‘Big Little Lies’ Returns Moody and Melancholic for Season Two
The Monterey Five are facing the consequences of their shared lie.

Aside from its truly astonishing and mouth-watering real estate, the lasting impression of Big Little Lies’ first season was that of friendship. Over the course of its initial episodes—which is where the story was originally then meant to end—the women who would become the infamous “Monterey Five” became an unlikely coterie. The makeshift family was also, for four of the women, rooted in-but ultimately superseded- shared experiences with certain men. Madeline (Reese Witherspoon) and Bonnie (Zoe Kravitz) had a (former and current) marriage to Nathan (James Tupper) in common, while Jane (Shailene Woodley) and Celeste (Nicole Kidman) both had abusive encounters with Perry (Alexander Skarsgård) under very different circumstances. But the other element in the equation was that all of the women felt like outsiders, even the super put-together Madeline, who felt inferior because of her lack of a college education. That’s what also bonded them with the high-strung Renata (Laura Dern), and it was in that spirit of support that the women all came together in the season’s final, shocking moments.
The moment, of course, was Perry’s murder when Bonnie shoved him down a set of unfinished concrete steps. It began with a chaotic scene of fighting that ended up involving the entire group, but when Bonnie saw what was happening there was no hesitation—she went to protect her friends. And directly after that, they protected her by immediately agreeing to lie and say Perry slipped and fell.
Season Two of the HBO series, written by David E. Kelly and author Liane Moriarty, and directed by Andrea Arnold, picks up about a year later as it investigates the fallout from both Perry’s death and the lie the women shared about its circumstances. Though Arnold follows the dreamy, fractured visual style that director Jean-Marc Vallée established in the first season, the tone is very different this time around. Season Two is about consequences, and though the series doesn’t lose its edge or satirical style (particularly when it comes to Renata), it’s far more meditative and melancholic than before.
Each of the women—now known more infamously as the “Monterey Five” by the community gossips, the former Greek Chorus who we hear about but mercifully do not actually hear from this season—is handling the situation differently, and often in inverted ways from the first season. Jane’s mystery about Ziggy’s father is solved, and she’s finding new life in truth, a new job, and the comfort of her friends.
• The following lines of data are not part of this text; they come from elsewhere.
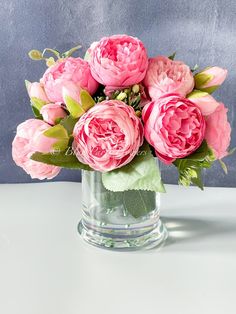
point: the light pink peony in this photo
(108, 136)
(174, 126)
(119, 60)
(218, 131)
(75, 70)
(204, 101)
(28, 140)
(52, 112)
(36, 90)
(165, 76)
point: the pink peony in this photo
(108, 136)
(204, 101)
(52, 112)
(174, 126)
(75, 70)
(28, 140)
(165, 76)
(36, 90)
(218, 131)
(119, 60)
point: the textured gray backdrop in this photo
(202, 32)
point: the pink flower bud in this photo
(36, 90)
(29, 139)
(218, 131)
(204, 101)
(52, 112)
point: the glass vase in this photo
(128, 220)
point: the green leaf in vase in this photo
(142, 173)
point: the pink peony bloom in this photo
(174, 126)
(204, 101)
(36, 90)
(27, 141)
(108, 136)
(72, 90)
(218, 131)
(75, 70)
(52, 112)
(210, 78)
(165, 76)
(119, 60)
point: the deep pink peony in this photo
(119, 60)
(218, 131)
(52, 112)
(108, 136)
(65, 71)
(204, 101)
(174, 126)
(165, 76)
(28, 140)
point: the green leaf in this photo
(50, 61)
(142, 173)
(35, 54)
(61, 159)
(36, 113)
(190, 167)
(68, 123)
(202, 79)
(87, 101)
(58, 132)
(197, 94)
(139, 203)
(53, 51)
(73, 107)
(68, 53)
(172, 57)
(201, 153)
(37, 103)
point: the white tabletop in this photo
(46, 268)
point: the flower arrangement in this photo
(116, 110)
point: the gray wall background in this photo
(202, 32)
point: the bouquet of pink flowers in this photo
(116, 110)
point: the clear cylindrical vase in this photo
(128, 220)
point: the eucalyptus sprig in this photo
(55, 55)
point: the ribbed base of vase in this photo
(125, 239)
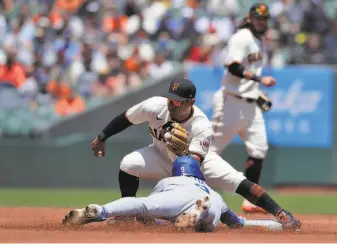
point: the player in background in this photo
(177, 128)
(183, 199)
(238, 104)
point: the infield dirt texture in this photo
(43, 225)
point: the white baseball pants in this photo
(233, 116)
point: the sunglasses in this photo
(177, 103)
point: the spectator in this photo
(160, 67)
(70, 105)
(12, 72)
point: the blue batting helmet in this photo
(188, 166)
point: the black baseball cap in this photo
(181, 90)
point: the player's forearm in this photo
(197, 157)
(238, 70)
(118, 124)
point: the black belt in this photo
(248, 100)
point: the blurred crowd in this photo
(66, 53)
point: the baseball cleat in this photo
(248, 207)
(91, 213)
(288, 221)
(192, 219)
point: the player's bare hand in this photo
(268, 81)
(98, 147)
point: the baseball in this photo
(167, 136)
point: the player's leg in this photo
(219, 174)
(168, 205)
(255, 138)
(225, 121)
(144, 163)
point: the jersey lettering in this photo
(156, 134)
(254, 57)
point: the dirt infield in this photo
(43, 225)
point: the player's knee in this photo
(128, 165)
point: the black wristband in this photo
(256, 78)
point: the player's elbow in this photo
(236, 69)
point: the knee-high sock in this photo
(127, 206)
(256, 195)
(253, 169)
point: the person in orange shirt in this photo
(73, 104)
(12, 72)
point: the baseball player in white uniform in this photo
(238, 104)
(180, 128)
(183, 199)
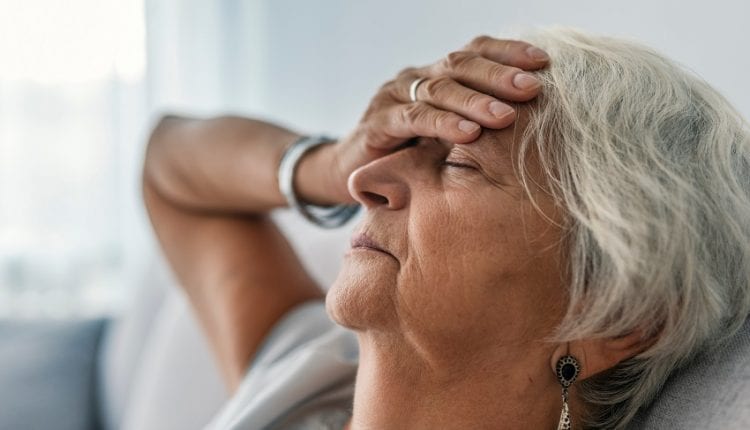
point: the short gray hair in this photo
(652, 166)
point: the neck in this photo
(398, 387)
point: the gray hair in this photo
(653, 168)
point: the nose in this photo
(381, 182)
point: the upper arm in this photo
(239, 272)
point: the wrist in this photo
(316, 180)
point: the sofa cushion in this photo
(47, 371)
(712, 392)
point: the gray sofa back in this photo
(713, 392)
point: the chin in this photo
(361, 297)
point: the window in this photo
(71, 110)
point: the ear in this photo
(600, 354)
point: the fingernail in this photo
(500, 109)
(467, 127)
(524, 81)
(537, 54)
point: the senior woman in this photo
(531, 265)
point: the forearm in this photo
(228, 164)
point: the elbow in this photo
(156, 147)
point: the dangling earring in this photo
(567, 370)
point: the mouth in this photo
(363, 242)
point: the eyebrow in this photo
(490, 147)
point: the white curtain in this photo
(71, 106)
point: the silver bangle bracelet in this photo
(323, 216)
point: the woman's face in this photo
(465, 262)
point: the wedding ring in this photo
(413, 88)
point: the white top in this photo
(301, 378)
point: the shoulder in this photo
(305, 360)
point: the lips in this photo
(361, 241)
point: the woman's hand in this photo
(460, 94)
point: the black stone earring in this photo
(567, 371)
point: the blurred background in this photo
(82, 81)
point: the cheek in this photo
(360, 297)
(479, 272)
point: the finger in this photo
(489, 77)
(446, 94)
(514, 53)
(420, 119)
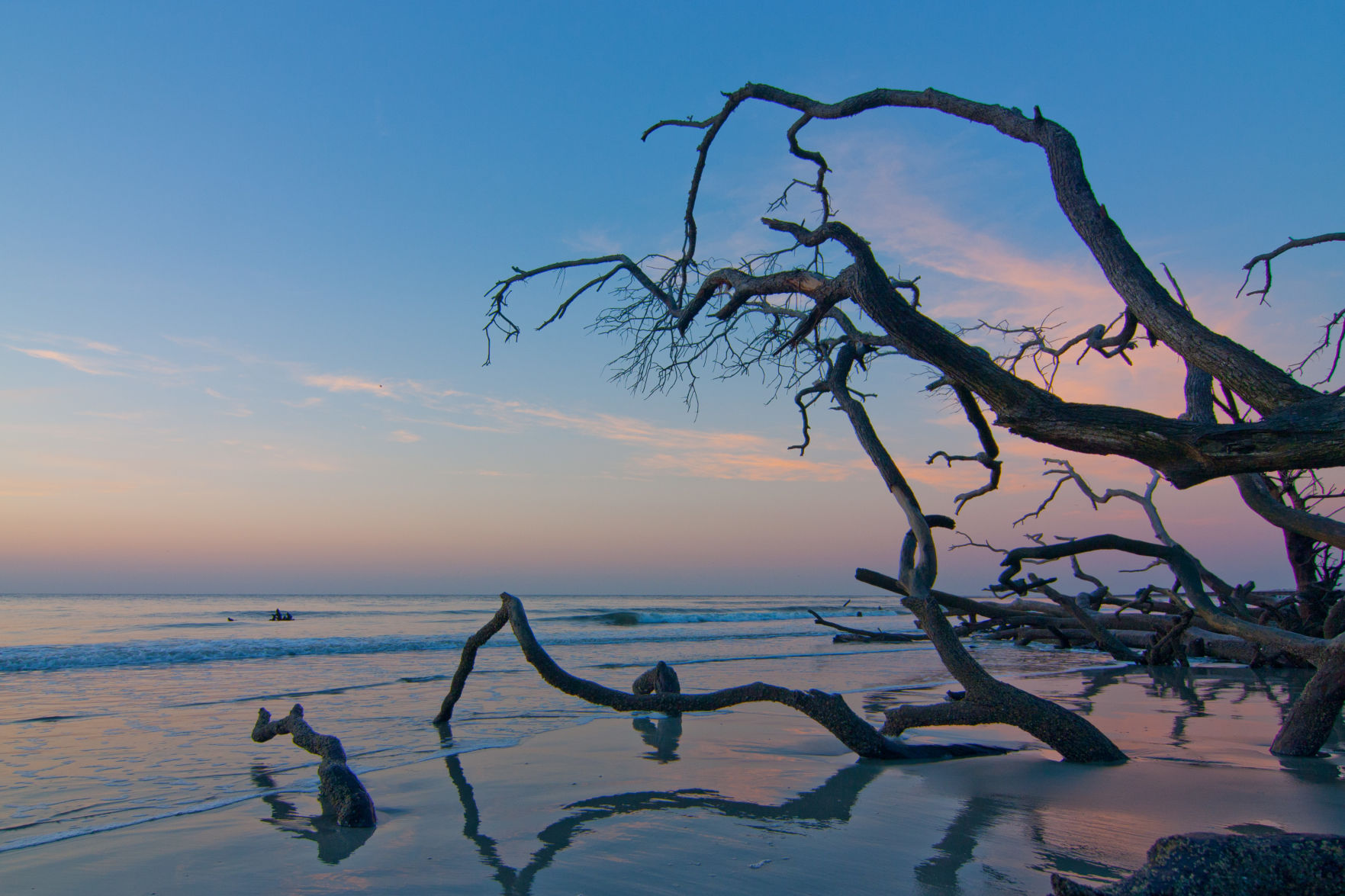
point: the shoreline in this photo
(756, 799)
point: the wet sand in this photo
(754, 801)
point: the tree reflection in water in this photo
(334, 843)
(829, 804)
(1186, 693)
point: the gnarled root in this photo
(829, 711)
(989, 700)
(338, 788)
(1258, 864)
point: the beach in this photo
(128, 766)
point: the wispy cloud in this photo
(98, 358)
(238, 408)
(109, 415)
(82, 365)
(343, 382)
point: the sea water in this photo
(120, 711)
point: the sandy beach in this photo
(751, 801)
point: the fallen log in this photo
(989, 700)
(1223, 864)
(338, 788)
(829, 711)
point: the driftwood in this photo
(1311, 716)
(829, 711)
(864, 634)
(986, 698)
(338, 788)
(1224, 864)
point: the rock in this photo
(1204, 864)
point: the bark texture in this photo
(1230, 864)
(338, 788)
(829, 711)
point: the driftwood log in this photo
(1227, 864)
(829, 711)
(987, 700)
(1076, 740)
(338, 788)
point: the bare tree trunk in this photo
(338, 788)
(1316, 711)
(989, 700)
(829, 711)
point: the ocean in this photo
(117, 711)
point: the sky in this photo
(245, 248)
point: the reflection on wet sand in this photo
(334, 843)
(830, 804)
(662, 735)
(978, 822)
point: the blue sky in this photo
(243, 255)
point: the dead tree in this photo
(338, 788)
(1075, 739)
(807, 320)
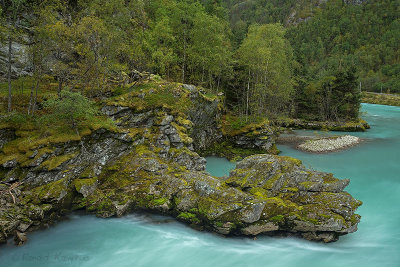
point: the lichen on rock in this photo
(149, 162)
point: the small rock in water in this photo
(329, 144)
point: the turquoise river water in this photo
(147, 240)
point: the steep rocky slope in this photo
(148, 161)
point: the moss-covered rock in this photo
(148, 162)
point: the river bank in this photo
(381, 99)
(318, 144)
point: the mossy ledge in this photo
(148, 161)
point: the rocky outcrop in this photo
(148, 162)
(356, 126)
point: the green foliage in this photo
(71, 109)
(267, 57)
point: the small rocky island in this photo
(150, 161)
(329, 144)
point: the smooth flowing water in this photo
(142, 240)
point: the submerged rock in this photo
(329, 144)
(149, 163)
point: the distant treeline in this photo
(271, 58)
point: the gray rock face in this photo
(149, 164)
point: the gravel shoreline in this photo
(329, 144)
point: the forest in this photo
(293, 58)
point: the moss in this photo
(78, 183)
(159, 201)
(50, 191)
(189, 217)
(56, 161)
(277, 218)
(274, 150)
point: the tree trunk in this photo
(35, 100)
(59, 87)
(184, 56)
(31, 100)
(9, 72)
(247, 97)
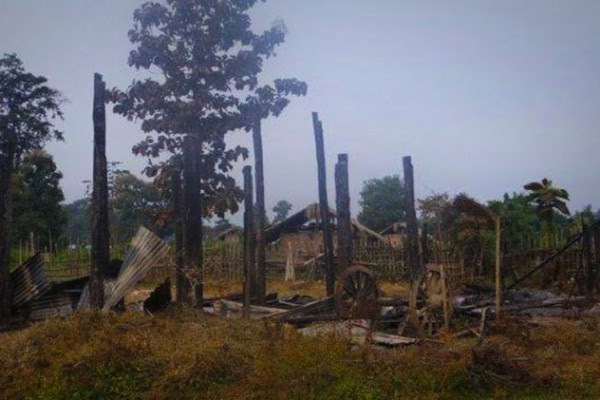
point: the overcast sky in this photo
(485, 96)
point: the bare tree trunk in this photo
(498, 268)
(324, 205)
(344, 228)
(6, 170)
(415, 267)
(100, 255)
(193, 216)
(181, 281)
(249, 243)
(261, 284)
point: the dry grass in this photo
(187, 354)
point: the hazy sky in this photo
(485, 96)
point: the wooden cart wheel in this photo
(356, 294)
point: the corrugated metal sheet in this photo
(29, 281)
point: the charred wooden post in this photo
(425, 245)
(100, 254)
(192, 216)
(181, 282)
(249, 243)
(344, 228)
(324, 205)
(497, 223)
(597, 256)
(261, 281)
(412, 240)
(586, 243)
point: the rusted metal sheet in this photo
(29, 281)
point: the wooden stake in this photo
(498, 268)
(192, 215)
(100, 253)
(324, 205)
(261, 281)
(344, 228)
(249, 243)
(181, 282)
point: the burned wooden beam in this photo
(344, 227)
(324, 205)
(261, 282)
(100, 255)
(249, 242)
(181, 282)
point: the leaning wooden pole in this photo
(497, 223)
(100, 253)
(324, 205)
(261, 274)
(414, 264)
(181, 281)
(342, 203)
(249, 243)
(192, 216)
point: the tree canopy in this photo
(37, 198)
(382, 202)
(205, 61)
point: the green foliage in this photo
(282, 210)
(382, 202)
(208, 59)
(36, 199)
(134, 203)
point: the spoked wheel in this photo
(356, 294)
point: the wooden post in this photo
(412, 247)
(181, 281)
(424, 245)
(344, 228)
(249, 243)
(193, 215)
(587, 261)
(100, 254)
(497, 223)
(324, 205)
(261, 281)
(597, 256)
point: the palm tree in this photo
(547, 198)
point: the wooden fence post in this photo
(181, 281)
(344, 228)
(261, 280)
(249, 243)
(324, 205)
(415, 268)
(193, 215)
(590, 278)
(100, 254)
(497, 223)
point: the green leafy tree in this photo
(548, 199)
(519, 221)
(135, 203)
(208, 60)
(382, 202)
(28, 109)
(282, 210)
(37, 198)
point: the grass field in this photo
(185, 353)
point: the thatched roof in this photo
(310, 213)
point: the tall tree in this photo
(208, 60)
(282, 210)
(382, 202)
(37, 198)
(28, 109)
(548, 198)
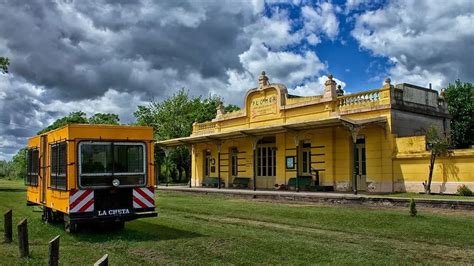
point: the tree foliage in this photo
(4, 63)
(174, 118)
(16, 168)
(460, 99)
(81, 118)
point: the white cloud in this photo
(321, 19)
(428, 43)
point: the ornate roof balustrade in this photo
(363, 100)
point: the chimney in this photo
(387, 82)
(330, 93)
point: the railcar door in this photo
(43, 165)
(360, 163)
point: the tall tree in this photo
(460, 99)
(4, 63)
(438, 145)
(105, 119)
(81, 118)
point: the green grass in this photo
(200, 229)
(426, 196)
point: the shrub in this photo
(464, 190)
(412, 207)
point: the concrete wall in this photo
(411, 168)
(412, 124)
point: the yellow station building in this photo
(369, 141)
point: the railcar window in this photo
(58, 166)
(32, 167)
(96, 159)
(101, 162)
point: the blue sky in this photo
(109, 57)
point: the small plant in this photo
(464, 190)
(412, 207)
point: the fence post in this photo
(54, 252)
(23, 238)
(104, 261)
(8, 221)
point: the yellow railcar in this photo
(92, 173)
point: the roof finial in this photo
(262, 80)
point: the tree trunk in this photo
(430, 177)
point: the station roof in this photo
(267, 130)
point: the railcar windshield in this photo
(102, 162)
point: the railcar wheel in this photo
(70, 226)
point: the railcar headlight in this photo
(115, 182)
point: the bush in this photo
(412, 207)
(464, 190)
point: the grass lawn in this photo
(432, 196)
(204, 229)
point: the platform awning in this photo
(267, 130)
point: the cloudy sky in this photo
(110, 56)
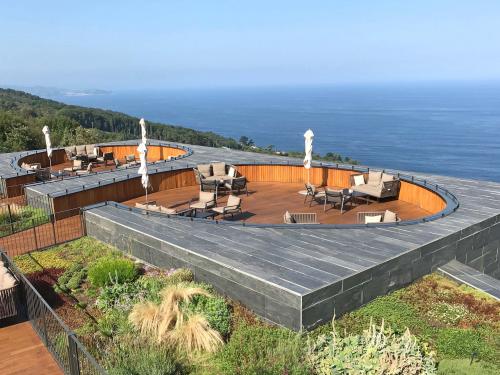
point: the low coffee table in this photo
(358, 196)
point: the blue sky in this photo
(165, 44)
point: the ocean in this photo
(449, 129)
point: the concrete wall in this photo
(476, 246)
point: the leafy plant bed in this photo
(136, 319)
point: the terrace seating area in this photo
(267, 203)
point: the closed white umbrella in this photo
(143, 156)
(48, 143)
(143, 129)
(308, 136)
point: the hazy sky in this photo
(182, 43)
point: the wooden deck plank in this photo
(268, 202)
(22, 352)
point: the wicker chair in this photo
(206, 201)
(336, 197)
(313, 192)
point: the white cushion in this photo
(359, 180)
(390, 217)
(373, 219)
(374, 178)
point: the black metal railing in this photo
(37, 233)
(70, 354)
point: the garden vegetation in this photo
(136, 319)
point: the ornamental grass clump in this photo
(376, 351)
(170, 321)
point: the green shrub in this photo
(180, 275)
(120, 296)
(114, 322)
(259, 350)
(376, 351)
(130, 357)
(467, 367)
(463, 343)
(108, 270)
(398, 314)
(38, 260)
(215, 310)
(71, 278)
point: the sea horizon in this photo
(449, 128)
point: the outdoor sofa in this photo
(378, 217)
(378, 185)
(300, 218)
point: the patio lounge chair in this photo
(315, 194)
(237, 184)
(130, 160)
(216, 171)
(209, 185)
(378, 217)
(205, 201)
(379, 185)
(107, 156)
(336, 197)
(85, 171)
(77, 165)
(300, 218)
(233, 206)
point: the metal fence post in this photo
(74, 363)
(34, 232)
(54, 227)
(10, 220)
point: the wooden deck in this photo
(22, 352)
(267, 202)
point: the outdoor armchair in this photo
(315, 194)
(205, 201)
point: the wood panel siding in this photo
(292, 173)
(58, 157)
(155, 153)
(421, 197)
(125, 190)
(425, 200)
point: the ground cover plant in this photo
(20, 218)
(136, 319)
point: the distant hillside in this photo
(23, 115)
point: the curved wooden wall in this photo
(58, 157)
(411, 193)
(125, 190)
(340, 178)
(155, 153)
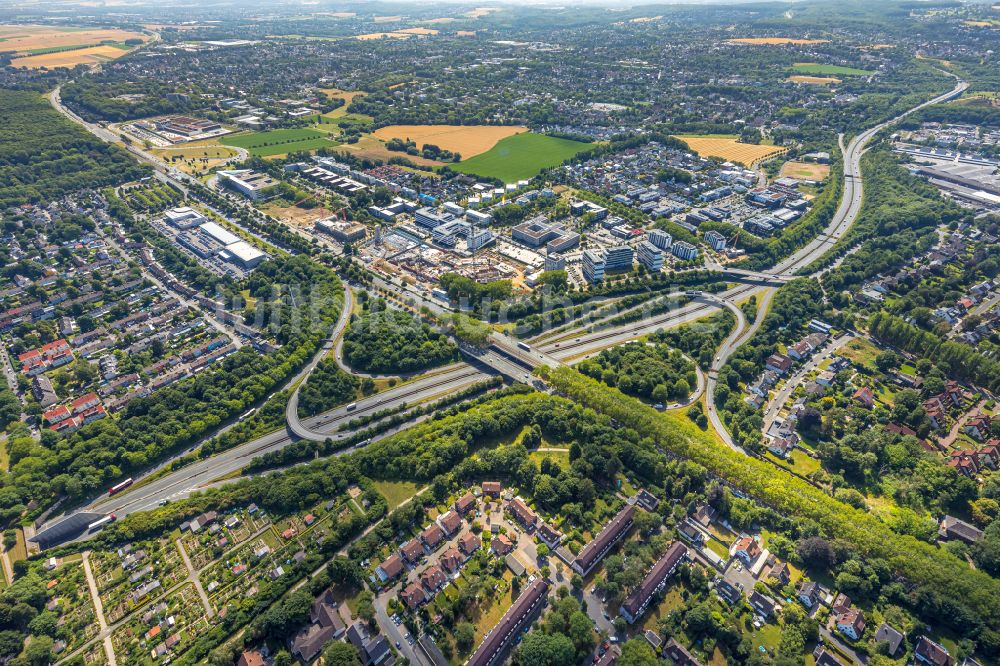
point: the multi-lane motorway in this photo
(569, 346)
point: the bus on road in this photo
(120, 487)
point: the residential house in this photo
(250, 658)
(690, 533)
(450, 522)
(432, 536)
(808, 593)
(864, 397)
(781, 572)
(492, 489)
(928, 652)
(523, 513)
(549, 535)
(728, 592)
(678, 654)
(468, 544)
(501, 544)
(451, 560)
(851, 623)
(747, 549)
(840, 603)
(647, 500)
(412, 551)
(778, 363)
(325, 625)
(413, 595)
(892, 639)
(761, 604)
(823, 658)
(465, 503)
(391, 567)
(433, 578)
(953, 528)
(371, 651)
(978, 427)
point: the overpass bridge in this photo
(757, 277)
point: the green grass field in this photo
(826, 70)
(521, 156)
(278, 142)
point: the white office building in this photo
(716, 240)
(593, 265)
(661, 239)
(479, 238)
(619, 258)
(650, 256)
(684, 250)
(555, 262)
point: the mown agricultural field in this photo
(278, 142)
(521, 156)
(468, 140)
(775, 41)
(826, 70)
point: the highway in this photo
(182, 482)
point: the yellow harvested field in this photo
(370, 147)
(382, 35)
(814, 80)
(776, 41)
(805, 170)
(730, 150)
(418, 31)
(23, 38)
(88, 56)
(480, 12)
(468, 140)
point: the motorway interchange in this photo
(502, 357)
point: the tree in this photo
(338, 653)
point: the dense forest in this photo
(656, 373)
(390, 341)
(44, 156)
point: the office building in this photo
(555, 262)
(618, 258)
(661, 239)
(684, 250)
(479, 238)
(251, 184)
(593, 265)
(716, 240)
(650, 256)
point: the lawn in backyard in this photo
(521, 156)
(396, 492)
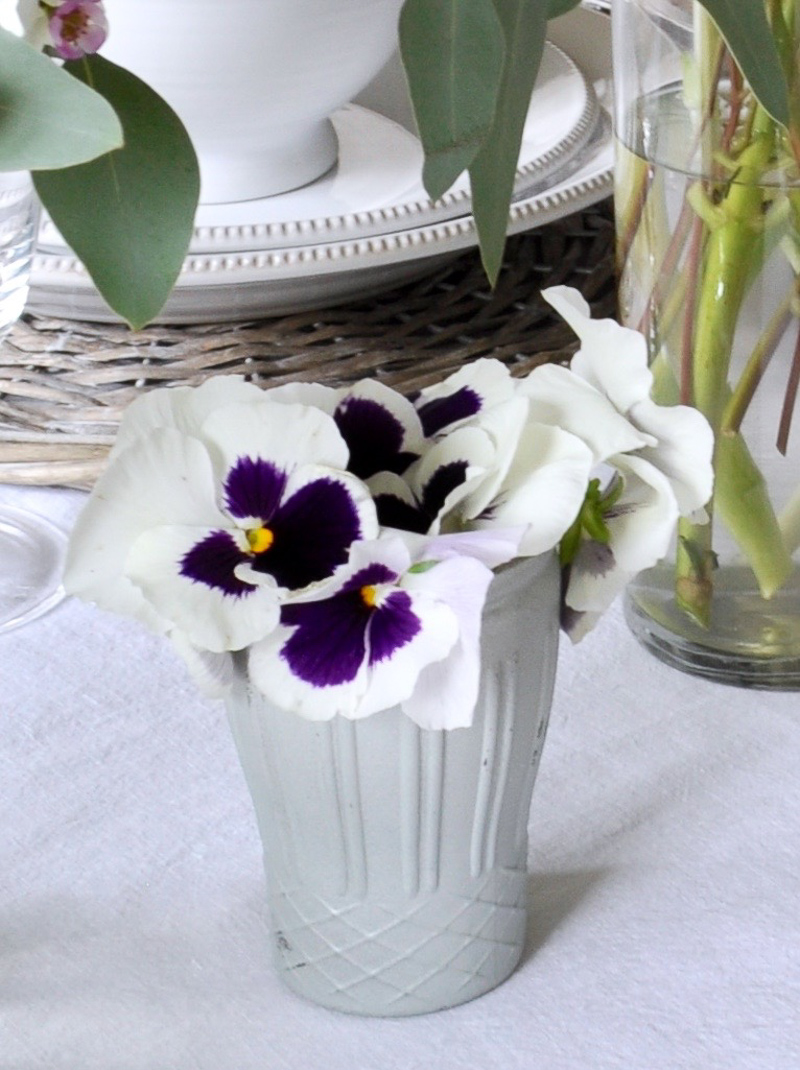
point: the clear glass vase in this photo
(707, 201)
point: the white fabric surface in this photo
(664, 889)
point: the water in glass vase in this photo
(708, 218)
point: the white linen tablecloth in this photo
(664, 874)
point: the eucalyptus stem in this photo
(757, 363)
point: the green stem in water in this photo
(732, 247)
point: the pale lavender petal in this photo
(447, 689)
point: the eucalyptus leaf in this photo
(452, 54)
(747, 31)
(556, 8)
(48, 119)
(128, 215)
(492, 171)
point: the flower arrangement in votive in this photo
(345, 538)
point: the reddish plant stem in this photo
(687, 339)
(789, 399)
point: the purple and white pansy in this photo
(347, 538)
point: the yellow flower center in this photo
(369, 594)
(260, 539)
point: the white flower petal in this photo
(470, 447)
(613, 358)
(395, 679)
(491, 546)
(487, 379)
(209, 616)
(357, 491)
(447, 689)
(543, 490)
(324, 398)
(396, 404)
(287, 436)
(183, 408)
(505, 425)
(563, 399)
(212, 673)
(641, 524)
(683, 453)
(271, 674)
(165, 477)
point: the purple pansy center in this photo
(297, 539)
(333, 638)
(443, 412)
(394, 511)
(374, 437)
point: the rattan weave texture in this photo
(64, 384)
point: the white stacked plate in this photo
(369, 225)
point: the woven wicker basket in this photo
(63, 385)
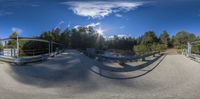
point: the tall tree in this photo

Madeline starts off as essentially the group’s switchboard operator before facing the consequences of her crime from the previous season (her affair with the theater director), and Renata is similarly hit with family drama that throws her controlled world out of whack. The typically zen Bonnie may be the worse off of all, as the person who actually pushed Perry to his death. In the aftermath, she’s felt forced to swallow the lie that has left her drowning in depression and isolation, with a dark foreshadowing of her losing the will to go on.